Figure 6 shows the effect of loading weight on the disintegration time of test tablets. Disintegration times of tablets 1, 3, 4, A and E were not affected by changing the weight. These tablets have common features with respect to additives used, manufacturing methods and tablet structure. Tablets 1, 3 and 4 were formulated with mannitol as an excipient and with crospovidone, croscarmellose sodium and L-HPC as a disintegrants. In these formulations, the viscosity of the dissolved additives with absorbed water is low in the tablets, leading to the rapid destruction of the tablet. In addition, tablets 1, 3 and 4 have a dense structure because they are prepared by direct compression. Tablets A and E are also formulated with low-stickiness additives during water absorption, and have a dense structure from their manufacture by direct compression.14,15) On the other hand, the disintegration time of the other tablets (2, 5, 6, B, C, D) decreased with an increase in weight. Tablets 2 and 6 contain erythritol, and tablets 5 and 6 contain micronized crospovidone. Since erythritol and micronized crospovidone demonstrate a sticky state by water absorption, the destructing process of tablets 2, 5 and 6 was slow. By contrast, the porous structure of tablets B, C and D became fragile by absorbing water.16,17) Therefore, the destructing process of these tablets was particularly susceptible to weight.
Values are the mean±S.D.
The disintegration process of RDTs proceeds through two steps: water permeation into the tablet, and the destruction followed by reduction of the binding force between particles. Using our disintegration apparatus, it is possible to classify the disintegrating mechanism of RDTs in terms of which step controls the disintegration of RDTs. When the load is put on the tablet, a restitutive force against the load is generated in the tablet. This force decreases with water absorption; thus, the tablet structure begins to break when the repulsion power becomes smaller than the load. The disintegration process of tablets that are not affected by weight, such as tablets 1, 3, 4, A and E, would be controlled by the water absorption step, since these tablets break promptly after some moisture is absorbed. In the case of tablets 2, 5, 6, B, C and D, in which the disintegration process was affected by weight, the disintegration time is determined by the destructing step, since the tablet structure breaks slowly by water absorption. It was concluded that the disintegration mechanism could be classified into two patterns according to whether the disintegration time of RDTs was influenced by the loading weight.

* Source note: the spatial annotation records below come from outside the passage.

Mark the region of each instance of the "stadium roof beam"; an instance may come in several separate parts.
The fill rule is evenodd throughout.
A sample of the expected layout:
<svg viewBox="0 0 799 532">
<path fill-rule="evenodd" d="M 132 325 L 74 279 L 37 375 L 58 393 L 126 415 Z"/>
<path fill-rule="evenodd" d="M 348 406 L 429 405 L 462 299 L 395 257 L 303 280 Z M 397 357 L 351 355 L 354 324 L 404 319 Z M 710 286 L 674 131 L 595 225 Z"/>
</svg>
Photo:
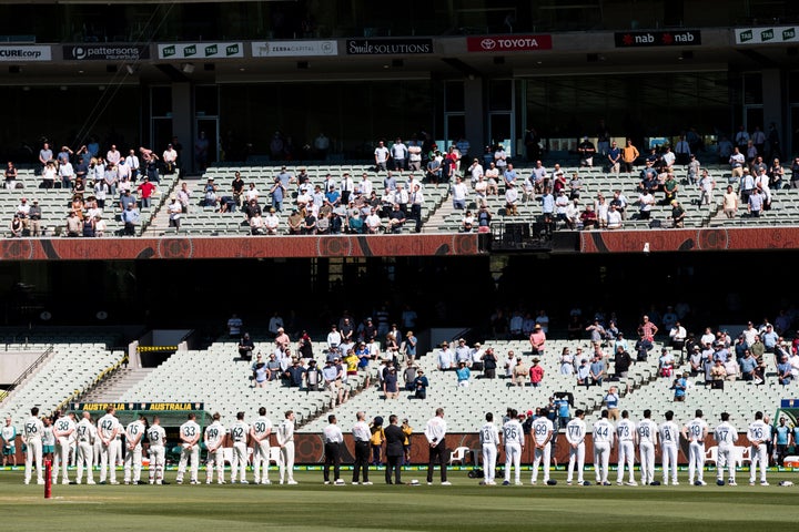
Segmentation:
<svg viewBox="0 0 799 532">
<path fill-rule="evenodd" d="M 755 50 L 749 50 L 748 48 L 739 48 L 736 49 L 736 52 L 740 53 L 741 55 L 751 59 L 756 63 L 760 64 L 762 68 L 767 69 L 776 69 L 779 66 L 776 61 L 772 61 L 771 59 L 767 58 L 760 52 L 757 52 Z"/>
<path fill-rule="evenodd" d="M 452 66 L 453 69 L 455 69 L 455 70 L 457 70 L 457 71 L 459 71 L 459 72 L 463 72 L 463 74 L 464 74 L 466 78 L 469 78 L 469 76 L 472 76 L 472 78 L 483 78 L 483 72 L 481 72 L 479 70 L 475 69 L 474 66 L 472 66 L 472 65 L 469 65 L 469 64 L 464 63 L 464 62 L 461 61 L 459 59 L 456 59 L 456 58 L 442 58 L 442 61 L 444 61 L 446 64 L 448 64 L 448 65 Z"/>
<path fill-rule="evenodd" d="M 175 69 L 173 65 L 168 63 L 158 63 L 155 65 L 156 69 L 159 69 L 161 72 L 166 74 L 166 76 L 174 82 L 185 82 L 189 81 L 189 78 L 185 76 L 183 72 Z"/>
</svg>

We developed a novel and simple disintegration test apparatus for evaluating the disintegration time of RDTs. This apparatus, composed of a simple device, composes a similar environment to that of the oral cavity. Therefore, the disintegration time of all tablets tested corresponded to that in oral cavity. An excellent correlation was found between their in vivo and in vitro disintegration times. Recomended test condition was set at 6 mL/min of flow rate, 8 cm of drop height and 20–40 g loaded since high correlation was found between in vivo and in vitro disintegration time under these conditions. Using this method, the disintegration process of RDTs could be classified in terms of whether its disintegration time is affected by load.